By Angela Denstad Stigeler
While a cup of tea can—and often does—stand alone, it’s much more cheerful when surrounded by a tray-full of accoutrements: the sugar bowl, the creamer, the saucers, the crumpets. And the generously-laden tea tray should, in turn, be surrounded by cheerful faces, all pausing in the midst of their various pursuits, to collaboratively enjoy a small repast. Tea, as an event, is a joyful little snack which carries none of the obligation of breakfast or dinner, none of the hurry or necessity of lunch. Tea is a tiny luxury, a brief leisure. No wonder it’s the most-often served ‘pretend meal’ of childhood play.
But what of those crumpets? If you’d like some for real, they’re simple enough to prepare. The original inspiration for the ‘English muffin’, crumpets are yeasted griddle breads with admirable holes which hold astonishing amounts of whatever you choose to spread on them. Unlike the English muffin, you shouldn’t need to split them, as the holes should break through the surface as they bake. If your batter is too thick or your griddle too cool and they bake up solid on top, you can simply cut them in half before toasting. The holes will be there.
If it’s been awhile since mom had a true tea party, why not indulge her this Mother’s Day weekend? Dust off the good cups, butter up some crumpets—remember, they should be liberally spread with sweet butter and jam—and let your teaspoons recall their purpose.
1/2 cup milk
1/2 cup water
2 1/4 teaspoons (1 packet) active dry yeast
1 teaspoon granulated sugar
1/2 teaspoon salt
1 3/4 cups all-purpose flour
1/4 teaspoon baking soda, dissolved in 1 tablespoon hot water
8 to 10 buttered flan rings or wide-mouth canning bands
Combine the milk and water in a small saucepan; heat until lukewarm, about 110 degrees. Add the yeast and sugar and let sit for 5 minutes, or until bubbly.

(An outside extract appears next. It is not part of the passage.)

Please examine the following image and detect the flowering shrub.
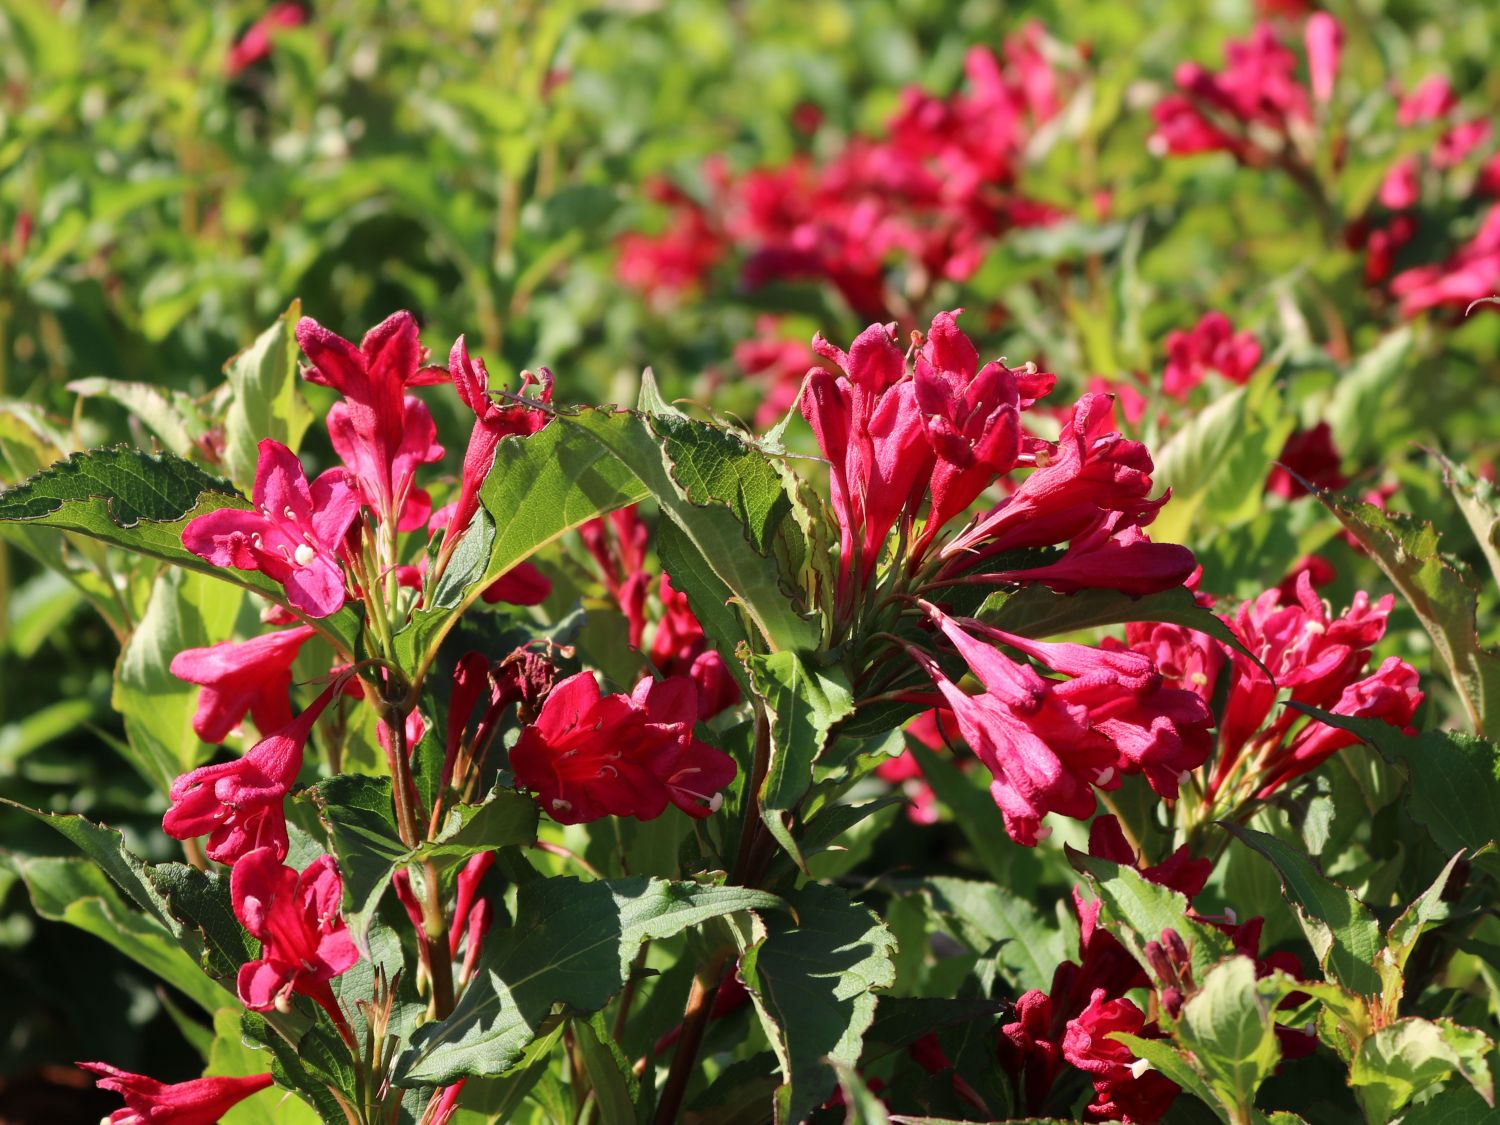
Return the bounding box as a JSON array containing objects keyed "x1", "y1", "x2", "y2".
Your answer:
[{"x1": 4, "y1": 4, "x2": 1500, "y2": 1125}]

In a large bowl, whisk together the salt and flour. Add the yeast mixture and beat with a wooden spoon for several minutes, until smooth. Let the batter rise until doubled in bulk and slightly bubbly, about an hour. Beat the dissolved soda into the batter and let it rise again briefly, while you prepare the rings.

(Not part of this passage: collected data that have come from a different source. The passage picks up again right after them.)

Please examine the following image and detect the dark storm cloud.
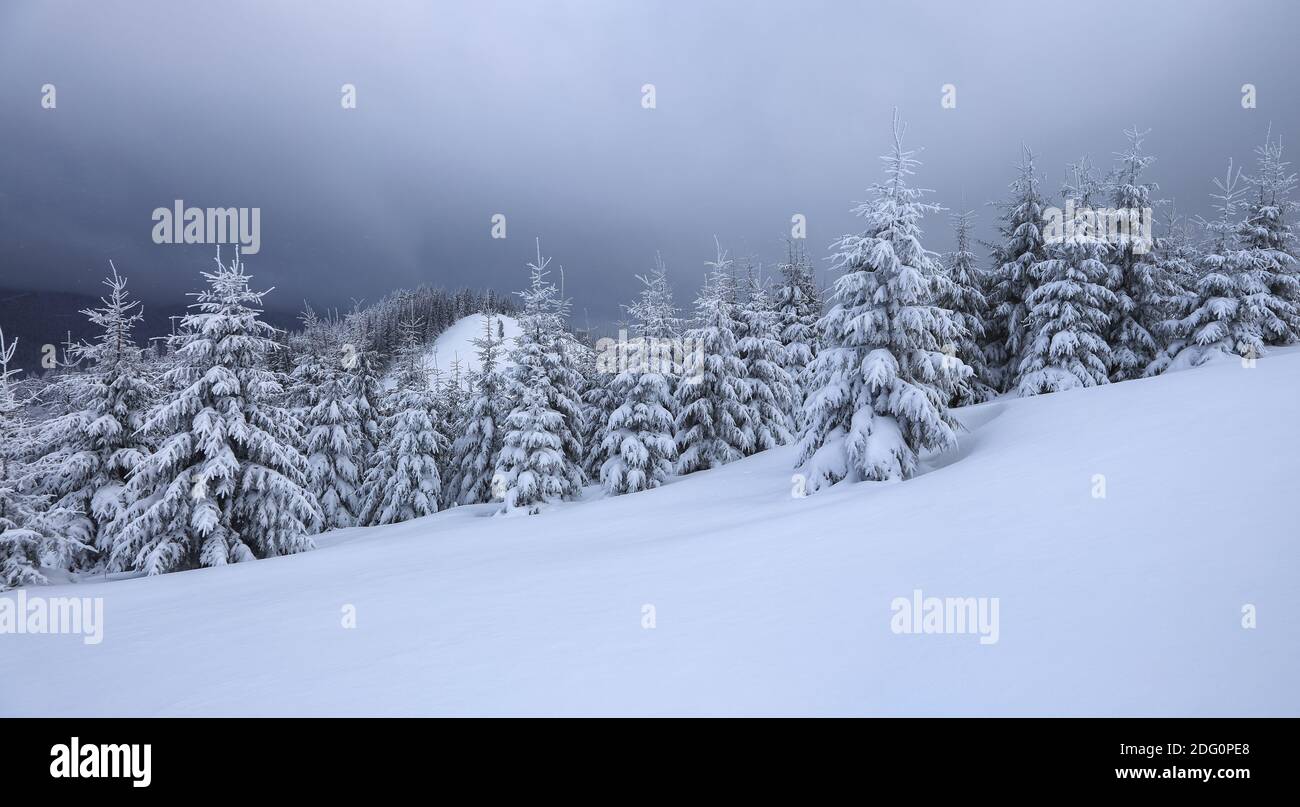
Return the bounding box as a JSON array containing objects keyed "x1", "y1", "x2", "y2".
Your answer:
[{"x1": 1, "y1": 0, "x2": 1297, "y2": 328}]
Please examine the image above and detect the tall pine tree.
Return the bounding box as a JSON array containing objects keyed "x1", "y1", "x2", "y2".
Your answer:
[
  {"x1": 772, "y1": 241, "x2": 821, "y2": 424},
  {"x1": 981, "y1": 147, "x2": 1050, "y2": 392},
  {"x1": 797, "y1": 112, "x2": 968, "y2": 491},
  {"x1": 736, "y1": 273, "x2": 795, "y2": 452},
  {"x1": 595, "y1": 272, "x2": 679, "y2": 494},
  {"x1": 299, "y1": 317, "x2": 364, "y2": 529},
  {"x1": 112, "y1": 249, "x2": 321, "y2": 575},
  {"x1": 449, "y1": 314, "x2": 509, "y2": 505},
  {"x1": 494, "y1": 243, "x2": 586, "y2": 514},
  {"x1": 31, "y1": 265, "x2": 152, "y2": 566},
  {"x1": 674, "y1": 242, "x2": 753, "y2": 473},
  {"x1": 937, "y1": 208, "x2": 995, "y2": 404},
  {"x1": 1150, "y1": 160, "x2": 1272, "y2": 371},
  {"x1": 0, "y1": 328, "x2": 78, "y2": 589},
  {"x1": 358, "y1": 307, "x2": 448, "y2": 525},
  {"x1": 1017, "y1": 193, "x2": 1117, "y2": 396},
  {"x1": 1106, "y1": 127, "x2": 1172, "y2": 380},
  {"x1": 1240, "y1": 126, "x2": 1300, "y2": 345}
]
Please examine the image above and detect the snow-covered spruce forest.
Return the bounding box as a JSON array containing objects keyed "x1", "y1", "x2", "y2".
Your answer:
[{"x1": 1, "y1": 115, "x2": 1297, "y2": 592}]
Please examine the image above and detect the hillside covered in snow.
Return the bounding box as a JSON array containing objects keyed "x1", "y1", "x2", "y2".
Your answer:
[
  {"x1": 2, "y1": 346, "x2": 1296, "y2": 717},
  {"x1": 383, "y1": 313, "x2": 521, "y2": 390}
]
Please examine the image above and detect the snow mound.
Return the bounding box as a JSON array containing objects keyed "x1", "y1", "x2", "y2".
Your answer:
[
  {"x1": 426, "y1": 312, "x2": 521, "y2": 378},
  {"x1": 3, "y1": 348, "x2": 1298, "y2": 716},
  {"x1": 386, "y1": 313, "x2": 520, "y2": 389},
  {"x1": 379, "y1": 313, "x2": 517, "y2": 392}
]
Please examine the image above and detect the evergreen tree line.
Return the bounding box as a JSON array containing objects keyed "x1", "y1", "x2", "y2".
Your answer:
[
  {"x1": 1, "y1": 115, "x2": 1294, "y2": 589},
  {"x1": 799, "y1": 117, "x2": 1297, "y2": 492}
]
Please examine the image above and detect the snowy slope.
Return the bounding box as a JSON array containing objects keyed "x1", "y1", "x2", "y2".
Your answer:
[
  {"x1": 387, "y1": 313, "x2": 520, "y2": 389},
  {"x1": 2, "y1": 349, "x2": 1298, "y2": 716}
]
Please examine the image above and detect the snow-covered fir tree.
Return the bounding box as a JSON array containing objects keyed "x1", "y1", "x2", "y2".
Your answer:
[
  {"x1": 425, "y1": 360, "x2": 446, "y2": 417},
  {"x1": 637, "y1": 254, "x2": 683, "y2": 344},
  {"x1": 1016, "y1": 196, "x2": 1118, "y2": 396},
  {"x1": 441, "y1": 358, "x2": 468, "y2": 431},
  {"x1": 936, "y1": 208, "x2": 995, "y2": 404},
  {"x1": 342, "y1": 308, "x2": 386, "y2": 469},
  {"x1": 358, "y1": 307, "x2": 447, "y2": 525},
  {"x1": 562, "y1": 331, "x2": 595, "y2": 474},
  {"x1": 299, "y1": 316, "x2": 364, "y2": 529},
  {"x1": 1239, "y1": 127, "x2": 1300, "y2": 345},
  {"x1": 494, "y1": 243, "x2": 586, "y2": 514},
  {"x1": 1150, "y1": 207, "x2": 1203, "y2": 322},
  {"x1": 771, "y1": 241, "x2": 821, "y2": 423},
  {"x1": 29, "y1": 265, "x2": 152, "y2": 567},
  {"x1": 1105, "y1": 127, "x2": 1173, "y2": 380},
  {"x1": 287, "y1": 306, "x2": 327, "y2": 411},
  {"x1": 674, "y1": 242, "x2": 753, "y2": 474},
  {"x1": 596, "y1": 365, "x2": 678, "y2": 493},
  {"x1": 796, "y1": 113, "x2": 969, "y2": 491},
  {"x1": 1149, "y1": 160, "x2": 1271, "y2": 371},
  {"x1": 634, "y1": 253, "x2": 682, "y2": 414},
  {"x1": 436, "y1": 358, "x2": 469, "y2": 508},
  {"x1": 0, "y1": 328, "x2": 78, "y2": 589},
  {"x1": 593, "y1": 271, "x2": 679, "y2": 494},
  {"x1": 448, "y1": 314, "x2": 509, "y2": 505},
  {"x1": 736, "y1": 272, "x2": 795, "y2": 452},
  {"x1": 982, "y1": 147, "x2": 1050, "y2": 392},
  {"x1": 580, "y1": 355, "x2": 618, "y2": 483},
  {"x1": 110, "y1": 248, "x2": 321, "y2": 574}
]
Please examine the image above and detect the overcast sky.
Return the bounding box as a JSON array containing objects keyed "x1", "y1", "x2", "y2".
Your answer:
[{"x1": 1, "y1": 0, "x2": 1297, "y2": 330}]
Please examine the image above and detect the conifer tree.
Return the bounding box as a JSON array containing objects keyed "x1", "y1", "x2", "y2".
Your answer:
[
  {"x1": 1150, "y1": 207, "x2": 1203, "y2": 327},
  {"x1": 1149, "y1": 160, "x2": 1273, "y2": 371},
  {"x1": 638, "y1": 254, "x2": 683, "y2": 344},
  {"x1": 358, "y1": 307, "x2": 447, "y2": 525},
  {"x1": 736, "y1": 274, "x2": 795, "y2": 452},
  {"x1": 595, "y1": 273, "x2": 679, "y2": 494},
  {"x1": 1106, "y1": 128, "x2": 1173, "y2": 380},
  {"x1": 31, "y1": 265, "x2": 152, "y2": 566},
  {"x1": 442, "y1": 359, "x2": 467, "y2": 431},
  {"x1": 342, "y1": 308, "x2": 386, "y2": 468},
  {"x1": 300, "y1": 317, "x2": 363, "y2": 530},
  {"x1": 634, "y1": 254, "x2": 682, "y2": 414},
  {"x1": 0, "y1": 328, "x2": 77, "y2": 589},
  {"x1": 1240, "y1": 127, "x2": 1300, "y2": 345},
  {"x1": 982, "y1": 147, "x2": 1050, "y2": 392},
  {"x1": 112, "y1": 249, "x2": 321, "y2": 575},
  {"x1": 580, "y1": 361, "x2": 618, "y2": 482},
  {"x1": 674, "y1": 242, "x2": 753, "y2": 474},
  {"x1": 494, "y1": 243, "x2": 586, "y2": 513},
  {"x1": 436, "y1": 358, "x2": 468, "y2": 508},
  {"x1": 1017, "y1": 201, "x2": 1118, "y2": 396},
  {"x1": 772, "y1": 241, "x2": 821, "y2": 422},
  {"x1": 797, "y1": 113, "x2": 968, "y2": 491},
  {"x1": 449, "y1": 314, "x2": 509, "y2": 505},
  {"x1": 937, "y1": 209, "x2": 995, "y2": 404}
]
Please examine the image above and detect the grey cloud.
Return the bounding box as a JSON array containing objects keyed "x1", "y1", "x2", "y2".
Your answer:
[{"x1": 0, "y1": 0, "x2": 1296, "y2": 329}]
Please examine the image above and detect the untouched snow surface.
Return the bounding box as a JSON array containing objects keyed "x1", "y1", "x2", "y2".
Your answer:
[{"x1": 2, "y1": 349, "x2": 1298, "y2": 716}]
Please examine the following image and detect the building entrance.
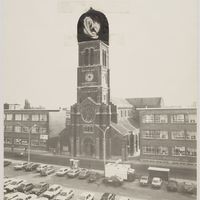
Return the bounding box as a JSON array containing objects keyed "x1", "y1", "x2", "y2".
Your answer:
[{"x1": 83, "y1": 138, "x2": 95, "y2": 157}]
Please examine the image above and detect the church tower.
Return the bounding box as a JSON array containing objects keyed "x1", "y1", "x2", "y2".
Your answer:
[{"x1": 70, "y1": 8, "x2": 112, "y2": 159}]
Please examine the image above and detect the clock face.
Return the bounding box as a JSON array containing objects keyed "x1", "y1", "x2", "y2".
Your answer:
[
  {"x1": 83, "y1": 16, "x2": 100, "y2": 39},
  {"x1": 81, "y1": 104, "x2": 96, "y2": 123},
  {"x1": 85, "y1": 72, "x2": 94, "y2": 82}
]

Heat a griddle or large frying pan over medium-hot heat. Position the buttered rings in the pan and let them heat. Spread the batter into the rings to a depth of about 1/2-inch. Cook until dry and bubbly on top, 8-10 minutes. Remove the rings, turn the crumpets and cook briefly on the other side. Transfer to a rack to cool. Toast and butter the crumpets and serve warm with jam, honey or other preserves.